Viewpoint Toward a Computer for Visual Thinkers (1988) - Impossible
http://www.scottkim.com.previewc40.carrierzone.com/viewpoint/index.html
======
hcs
I was having trouble with the PDF link, here's an Internet Archive copy:
[https://web.archive.org/web/20191014194206/http://www.scottk...](https://web.archive.org/web/20191014194206/http://www.scottkim.com.previewc40.carrierzone.com/viewpoint/viewpoint-
dissertation.pdf)

The video is very good at getting the point across, though (naturally).

Also of some interest to this audience might be Raeder's 1984 dissertation,
which shows a combination of visual programming, functional programming, and
programming by demonstration. A big part of his model is naming things as
rarely as possible:
[https://archive.org/details/RaederProgrammingInPictures](https://archive.org/details/RaederProgrammingInPictures)

------
dawg-
Fascinating. I admit I only read the intro section but bookmarked for later.
The page "on being interdisciplinary" with a kind of taxonomy of
interdisciplinary work is really interesting.

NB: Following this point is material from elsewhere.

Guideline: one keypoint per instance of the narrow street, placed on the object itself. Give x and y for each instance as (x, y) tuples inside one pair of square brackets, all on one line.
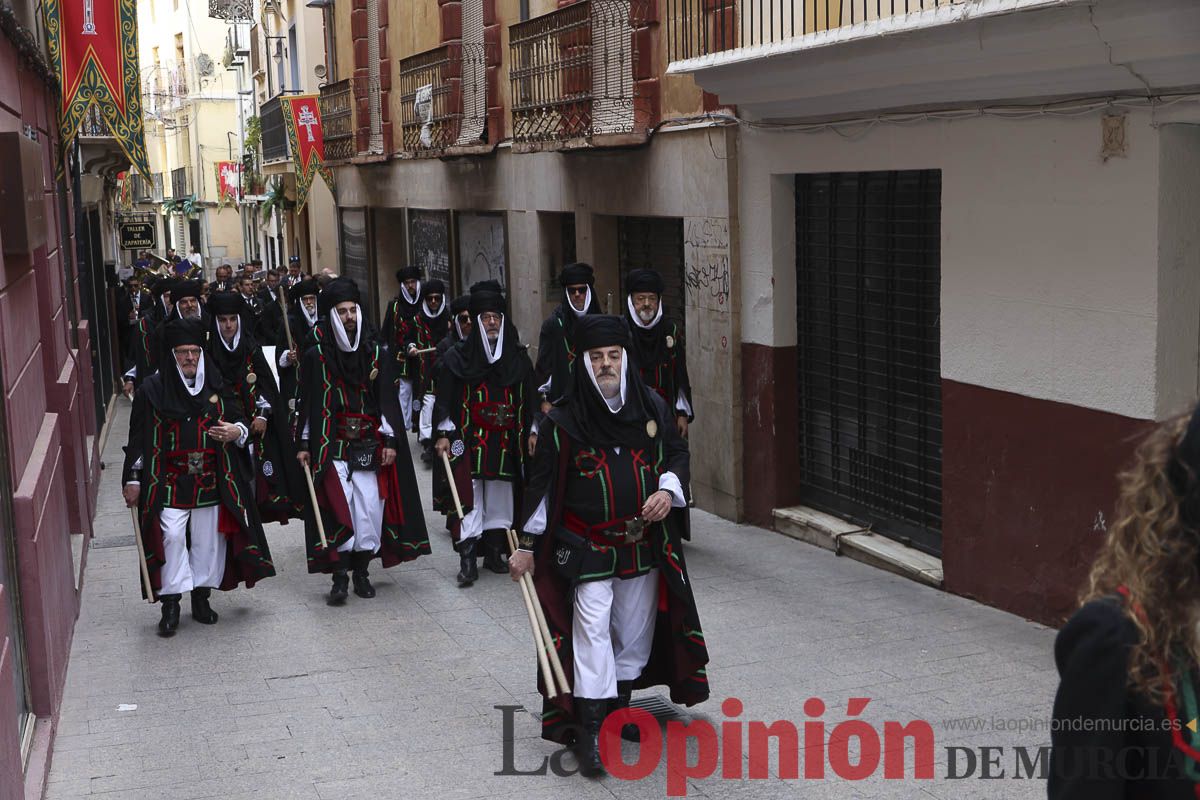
[(395, 697)]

I wonder what the author would have to say about the possibilities of "Spatial
Computing" with AR that seems to be the next big buzz? It seems like spatial
computing is all about manipulating data in a highly visual format.

------
jstewartmobile
Well, that's time I'm not getting back.

edit: to be more specific, this is very bare. add "visual" representations for
the concepts that ultimately need to be expressed--verbs, prepositions, etc--
then we're back to linguistics, but with ad-hoc pictographs.